Section Oblongatum.-The species in section Oblongatum differ markedly from all others in the genus because of the oblong to oblong-elliptic to ovateelliptic leaf blades and petioles, which are broadly sheathed to the apex with the emarginate free portion of the sheath often extending beyond the base of the blade. In this section the juvenile leaves are almost identical to the adult leaves, differing only in being much smaller. Intermediate stages are much like the adult blade.

Section Pinnatilobum. -This section is represented by S. steyermarkii, the only incised-lobate species in the genus. Juvenile leaves are ovate, soon becoming subcordate at the base and developing sinuate margins laterally. As the blade matures, it becomes increasingly more deeply lobed and more conspicuously lobed at the base until it assumes its adult form, which looks vaguely like the common Philodendron radiatum Schott with incised-lobate leaves.

Leaf blade venation of Syngonium easily characterizes it as a member of the Colocasioideae. The venation type is the brochidodromous type (Dilcher, 1974), and the primary lateral veins (i.e., secondary, see Croat & Bunting, 1979), after extending laterally from the midrib toward the margin, join into a collective vein which extends to the apex roughly parallel to the margin. In Syngonium there are always 3-5 separate collective veins. The primary (inner) one, being the largest, is initiated by one-of the lowermost primary lateral veins. Successively smaller collective veins, located at smaller distances from the blade margin, arise from progressively lower primary lateral veins or even weak secondary veins branching off the midrib. Frequently the fourth and especially the fith collective vein are so near the margin that they cannot be seen with the naked eye.

The origin of the primary lateral veins is usually acute near the base, often becoming more obtuse toward the apex and rarely arising at nearly right angles to the midrib.
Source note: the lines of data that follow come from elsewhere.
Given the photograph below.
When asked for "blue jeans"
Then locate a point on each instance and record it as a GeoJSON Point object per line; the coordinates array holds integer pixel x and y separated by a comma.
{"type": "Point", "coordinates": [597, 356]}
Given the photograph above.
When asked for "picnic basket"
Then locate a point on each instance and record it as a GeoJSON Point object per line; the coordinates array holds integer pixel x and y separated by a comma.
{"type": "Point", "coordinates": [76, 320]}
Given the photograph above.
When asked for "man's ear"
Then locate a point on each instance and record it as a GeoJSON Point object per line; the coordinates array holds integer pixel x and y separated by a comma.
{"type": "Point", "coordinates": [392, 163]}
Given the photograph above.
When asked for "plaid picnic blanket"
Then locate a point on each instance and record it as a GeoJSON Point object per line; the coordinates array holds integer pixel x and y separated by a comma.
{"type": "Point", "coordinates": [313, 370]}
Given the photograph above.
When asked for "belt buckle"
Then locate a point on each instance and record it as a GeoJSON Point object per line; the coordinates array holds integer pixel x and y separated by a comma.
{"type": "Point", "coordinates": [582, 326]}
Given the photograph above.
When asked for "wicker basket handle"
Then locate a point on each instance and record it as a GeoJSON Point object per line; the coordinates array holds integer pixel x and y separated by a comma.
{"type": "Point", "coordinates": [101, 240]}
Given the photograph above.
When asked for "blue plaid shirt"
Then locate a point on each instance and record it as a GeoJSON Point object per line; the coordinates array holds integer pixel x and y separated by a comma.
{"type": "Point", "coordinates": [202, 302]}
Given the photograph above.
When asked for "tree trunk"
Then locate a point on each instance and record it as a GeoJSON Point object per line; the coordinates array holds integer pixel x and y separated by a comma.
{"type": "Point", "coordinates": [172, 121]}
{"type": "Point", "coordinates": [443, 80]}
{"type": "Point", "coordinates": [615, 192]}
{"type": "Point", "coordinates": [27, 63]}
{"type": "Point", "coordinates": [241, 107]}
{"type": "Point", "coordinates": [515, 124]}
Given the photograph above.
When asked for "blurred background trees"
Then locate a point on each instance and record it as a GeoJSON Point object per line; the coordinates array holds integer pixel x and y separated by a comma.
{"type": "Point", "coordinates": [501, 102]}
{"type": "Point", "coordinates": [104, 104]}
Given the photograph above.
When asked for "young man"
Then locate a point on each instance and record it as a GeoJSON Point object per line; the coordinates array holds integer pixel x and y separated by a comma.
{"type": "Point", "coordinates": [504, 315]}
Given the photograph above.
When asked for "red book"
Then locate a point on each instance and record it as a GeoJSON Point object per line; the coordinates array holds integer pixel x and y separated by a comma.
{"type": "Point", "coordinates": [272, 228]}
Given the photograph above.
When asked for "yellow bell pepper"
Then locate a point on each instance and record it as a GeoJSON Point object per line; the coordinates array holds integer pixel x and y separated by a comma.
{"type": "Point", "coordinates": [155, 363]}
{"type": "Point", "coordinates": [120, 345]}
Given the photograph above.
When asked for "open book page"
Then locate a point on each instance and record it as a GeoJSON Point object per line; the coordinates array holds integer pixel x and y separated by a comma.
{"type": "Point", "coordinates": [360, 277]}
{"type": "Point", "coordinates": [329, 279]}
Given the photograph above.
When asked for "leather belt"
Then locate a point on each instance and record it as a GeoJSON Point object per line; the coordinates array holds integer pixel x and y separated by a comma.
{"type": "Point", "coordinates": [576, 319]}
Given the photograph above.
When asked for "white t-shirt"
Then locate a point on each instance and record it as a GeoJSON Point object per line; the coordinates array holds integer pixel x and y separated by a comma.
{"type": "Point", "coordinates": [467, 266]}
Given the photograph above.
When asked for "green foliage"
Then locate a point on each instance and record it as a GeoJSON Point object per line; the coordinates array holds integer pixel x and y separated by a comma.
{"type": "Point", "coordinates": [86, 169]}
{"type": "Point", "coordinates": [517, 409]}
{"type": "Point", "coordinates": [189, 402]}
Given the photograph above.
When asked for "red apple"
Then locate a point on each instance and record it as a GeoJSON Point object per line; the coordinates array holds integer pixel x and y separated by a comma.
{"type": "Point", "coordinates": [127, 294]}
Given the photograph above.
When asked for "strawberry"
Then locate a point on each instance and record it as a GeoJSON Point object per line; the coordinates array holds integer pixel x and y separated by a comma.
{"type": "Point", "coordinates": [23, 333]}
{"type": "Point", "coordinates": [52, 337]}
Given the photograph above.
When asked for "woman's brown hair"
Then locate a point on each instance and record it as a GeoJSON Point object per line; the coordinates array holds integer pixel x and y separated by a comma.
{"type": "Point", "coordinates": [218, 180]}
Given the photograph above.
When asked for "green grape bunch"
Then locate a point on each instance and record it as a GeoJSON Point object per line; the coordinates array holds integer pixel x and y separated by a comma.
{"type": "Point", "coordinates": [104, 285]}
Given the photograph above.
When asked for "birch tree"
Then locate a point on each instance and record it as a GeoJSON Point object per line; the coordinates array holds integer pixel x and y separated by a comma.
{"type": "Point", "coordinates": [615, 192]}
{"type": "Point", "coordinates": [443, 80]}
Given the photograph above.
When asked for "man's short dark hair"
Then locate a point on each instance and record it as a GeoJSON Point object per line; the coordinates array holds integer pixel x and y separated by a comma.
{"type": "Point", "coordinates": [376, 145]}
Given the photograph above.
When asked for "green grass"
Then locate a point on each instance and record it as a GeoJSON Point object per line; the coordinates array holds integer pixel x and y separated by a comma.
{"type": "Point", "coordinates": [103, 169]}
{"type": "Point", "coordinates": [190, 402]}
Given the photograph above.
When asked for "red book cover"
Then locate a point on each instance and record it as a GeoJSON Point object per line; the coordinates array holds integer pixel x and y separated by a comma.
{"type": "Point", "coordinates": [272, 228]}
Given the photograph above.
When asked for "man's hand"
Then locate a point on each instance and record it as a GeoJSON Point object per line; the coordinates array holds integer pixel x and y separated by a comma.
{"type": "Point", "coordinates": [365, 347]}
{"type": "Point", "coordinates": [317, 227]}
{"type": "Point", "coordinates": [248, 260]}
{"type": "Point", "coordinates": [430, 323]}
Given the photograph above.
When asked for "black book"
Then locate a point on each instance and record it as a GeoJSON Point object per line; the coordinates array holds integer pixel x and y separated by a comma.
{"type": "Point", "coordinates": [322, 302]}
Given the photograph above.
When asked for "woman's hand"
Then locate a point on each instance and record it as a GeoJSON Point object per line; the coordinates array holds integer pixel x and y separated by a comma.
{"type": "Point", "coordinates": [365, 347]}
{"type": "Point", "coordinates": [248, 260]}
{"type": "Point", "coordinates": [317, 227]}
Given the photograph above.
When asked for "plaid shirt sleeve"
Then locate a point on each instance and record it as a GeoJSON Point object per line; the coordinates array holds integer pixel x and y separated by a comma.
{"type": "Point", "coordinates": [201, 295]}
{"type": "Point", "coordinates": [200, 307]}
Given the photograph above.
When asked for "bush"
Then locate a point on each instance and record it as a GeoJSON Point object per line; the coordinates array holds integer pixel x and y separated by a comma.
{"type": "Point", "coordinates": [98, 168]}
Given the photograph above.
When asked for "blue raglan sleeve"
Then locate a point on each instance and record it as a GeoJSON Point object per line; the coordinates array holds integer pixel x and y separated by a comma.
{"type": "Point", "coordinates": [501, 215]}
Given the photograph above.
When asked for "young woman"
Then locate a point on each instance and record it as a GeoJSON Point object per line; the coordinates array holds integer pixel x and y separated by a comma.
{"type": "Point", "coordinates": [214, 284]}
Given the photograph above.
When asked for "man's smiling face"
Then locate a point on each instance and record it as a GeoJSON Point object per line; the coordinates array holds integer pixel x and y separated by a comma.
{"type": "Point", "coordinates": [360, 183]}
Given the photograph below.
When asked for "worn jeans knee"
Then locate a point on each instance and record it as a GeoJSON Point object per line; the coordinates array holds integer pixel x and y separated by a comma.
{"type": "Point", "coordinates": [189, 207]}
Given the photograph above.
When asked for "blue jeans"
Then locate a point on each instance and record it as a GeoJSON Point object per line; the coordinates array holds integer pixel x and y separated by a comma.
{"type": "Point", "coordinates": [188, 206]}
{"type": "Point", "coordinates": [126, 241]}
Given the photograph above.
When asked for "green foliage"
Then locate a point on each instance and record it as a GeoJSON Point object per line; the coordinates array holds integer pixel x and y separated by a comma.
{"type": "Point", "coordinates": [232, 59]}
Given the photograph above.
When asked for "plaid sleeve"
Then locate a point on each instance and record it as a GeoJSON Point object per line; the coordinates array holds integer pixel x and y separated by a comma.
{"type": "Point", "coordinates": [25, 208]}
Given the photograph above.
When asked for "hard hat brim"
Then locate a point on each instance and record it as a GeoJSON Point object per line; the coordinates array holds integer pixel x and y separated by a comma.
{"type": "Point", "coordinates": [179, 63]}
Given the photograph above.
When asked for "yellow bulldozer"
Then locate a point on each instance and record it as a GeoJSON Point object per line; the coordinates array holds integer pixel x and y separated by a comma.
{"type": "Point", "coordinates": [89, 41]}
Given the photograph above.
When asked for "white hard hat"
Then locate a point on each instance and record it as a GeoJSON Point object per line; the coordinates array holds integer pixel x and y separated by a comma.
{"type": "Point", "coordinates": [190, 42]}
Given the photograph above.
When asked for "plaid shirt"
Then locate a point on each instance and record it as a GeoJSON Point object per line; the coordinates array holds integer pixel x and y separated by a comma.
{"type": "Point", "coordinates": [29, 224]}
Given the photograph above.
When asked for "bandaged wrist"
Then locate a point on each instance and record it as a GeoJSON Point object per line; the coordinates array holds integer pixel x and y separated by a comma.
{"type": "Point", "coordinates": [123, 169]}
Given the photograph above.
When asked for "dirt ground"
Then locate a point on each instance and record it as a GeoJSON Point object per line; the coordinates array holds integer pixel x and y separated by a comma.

One of the characteristics of Syngonium and other members of the Colocasioideae is the presence of conspicuous reticulate venation. Tertiary veins can arise from the primary lateral veins (i.e., secondaries) in which case they orient toward the margin and become parallel to the primary lateral veins, or they can arise directly from the midrib. The tertiary veins merge distally and give rise to quaternary veins. The quaternary veins are found irregularly between the tertiary veins and at oblique angles, randomly oriented. The quaternaries in turn give rise to the lowest order of veins, namely the quinary veins which form the areoles. The areoles are 3-, 4- or 5-sided and lack a free-ending veinlet. Both the 4th and 5th order veins are restricted to the adaxial plane of the blade (Birdsey, 1955). An unusual feature of the quaternary veins of Syngonium and other Araceae such as Xanthosoma is that they may cross over a series of tertiary veins before joining with another vein (Birdsey, 1955).

Laticiferous cells are often very prominent in the leaf tissue, with two series of laticiferous cells paralleling each vein, sometimes even up to the 5th order of veins (Birdsey, 1955).